Recently, when using PHP for structured search, it was found that smiles could not be queried and then thought of the conversion to a molecular formula. It is mainly used in organic matter.
Difficulty one: I use regular matching c,o on smiles. The problem is that other elements also have C letters, so C is not properly removed
Solution: I only use the original smiles to analyze the composition of organic matter, and then I follow the structure of organic matter, alone to find out the number of c,o, the rest of the elements, simple statistics put in the back of the good.
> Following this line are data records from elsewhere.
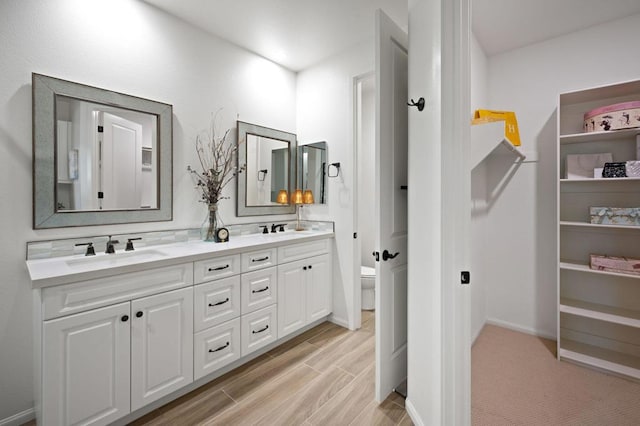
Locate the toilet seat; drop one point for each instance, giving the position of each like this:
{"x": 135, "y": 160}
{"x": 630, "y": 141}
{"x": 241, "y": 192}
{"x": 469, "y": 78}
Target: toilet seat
{"x": 367, "y": 272}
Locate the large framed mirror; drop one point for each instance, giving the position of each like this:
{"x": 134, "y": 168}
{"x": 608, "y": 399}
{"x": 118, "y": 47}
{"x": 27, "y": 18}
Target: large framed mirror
{"x": 268, "y": 160}
{"x": 312, "y": 170}
{"x": 99, "y": 157}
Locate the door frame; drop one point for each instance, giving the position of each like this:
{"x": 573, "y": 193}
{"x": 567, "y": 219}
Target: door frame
{"x": 439, "y": 305}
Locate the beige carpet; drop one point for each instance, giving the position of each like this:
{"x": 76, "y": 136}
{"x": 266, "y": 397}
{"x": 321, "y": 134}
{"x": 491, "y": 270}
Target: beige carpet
{"x": 517, "y": 380}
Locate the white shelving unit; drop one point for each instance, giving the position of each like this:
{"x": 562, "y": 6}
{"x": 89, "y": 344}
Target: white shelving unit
{"x": 598, "y": 311}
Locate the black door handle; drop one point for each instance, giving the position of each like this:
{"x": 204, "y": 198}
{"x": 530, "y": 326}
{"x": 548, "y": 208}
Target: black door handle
{"x": 219, "y": 303}
{"x": 220, "y": 348}
{"x": 266, "y": 327}
{"x": 386, "y": 255}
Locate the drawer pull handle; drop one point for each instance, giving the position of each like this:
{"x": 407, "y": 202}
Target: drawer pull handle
{"x": 220, "y": 348}
{"x": 219, "y": 268}
{"x": 266, "y": 327}
{"x": 219, "y": 303}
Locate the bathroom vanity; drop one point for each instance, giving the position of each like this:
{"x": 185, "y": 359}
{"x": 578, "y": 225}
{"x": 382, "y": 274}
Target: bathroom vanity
{"x": 117, "y": 332}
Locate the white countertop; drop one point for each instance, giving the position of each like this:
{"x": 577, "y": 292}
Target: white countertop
{"x": 68, "y": 269}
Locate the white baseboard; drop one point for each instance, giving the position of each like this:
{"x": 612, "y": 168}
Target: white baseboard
{"x": 339, "y": 321}
{"x": 413, "y": 414}
{"x": 521, "y": 329}
{"x": 20, "y": 418}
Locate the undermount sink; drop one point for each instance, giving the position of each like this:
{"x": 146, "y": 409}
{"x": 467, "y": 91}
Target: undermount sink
{"x": 116, "y": 259}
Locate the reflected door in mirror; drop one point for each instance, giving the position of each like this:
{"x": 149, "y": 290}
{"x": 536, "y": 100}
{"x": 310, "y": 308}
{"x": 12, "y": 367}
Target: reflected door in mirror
{"x": 267, "y": 169}
{"x": 105, "y": 157}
Mainly divided into three parts, c number, o number, other elements
1. The smiles obtained at the front desk complies with the relevant rules
2.php processing
$Cnum = '; $Onum = ';//print ($smiles. " Original "); $find =array (" = "," # ",". "," 1 "," [","] "," (",") "); $replace = array (" "); $smiles =str_replace ($find, $ Replace, $smiles, $j);//print ($j);//echo '/n '; $ChemElement = array ("Li", "Be", "Na", "Mg", "Al", "Si", "Cl", " Br "," Ca "," Cr "," Mn "," Fe "," Co "," Ni "," Cu "," Zn "," Ga "," Gc "," Ag "," Au "); foreach ($ChemElement as $value) {// Print ($value), $k _x=substr_count ($smiles, $value), if ($k _x>0) {$k _x= $k _x==1? ': $k _x;//str_replace ($value, ', $ smiles); $smiles _new.= $value. $k _x;}} $k _c=substr_count ($smiles, ' C ');//print (' Number of C '. $k _c); $i _c=preg_match_all ('/c[a-z]/m ', $smiles);//print (' non-carbon number '. $i _ c); $j _c= $k _c-$i _c;//print_r (' Carbon number ' $j _c);//$smiles =preg_replace ('/c[0-9a-z/.] /M ', ', $smiles, -1, $count);//print ($smiles);//print (' Number of replacements ' $count) $k_o=substr_count ($smiles, ' o ');//print (' O ' $k _o); $i _o=preg_match_all ('/o[a-z]/m ', $smiles);//print (' non-oxygen number ' $i _o) ; $j _o= $k _o-$i _o;//$smiles =preg_replace ('/c[0-9a-z/.] /M ', ', $smiles, -1, $count);//print ($smiles);//print (' Number of replacements ' $count); if ($j _c>0) {$j _c= $j _c==1? ': $j _c; $Cnum = ' C ' . $j _c;} if ($j _o>0) {$j _o= $j _o==1? ': $j _o; $Onum = ' o '. $j _o;} $smilesPara = $Cnum. $Onum. $smiles _new; results: Basically can solve the general meaning of the molecular formula, of course, I do not write all the elements, I think commonly used to write a good, is to search, not common substances, Not in the chemical library either. It is good to recommend the PHP search engine for sphinx here.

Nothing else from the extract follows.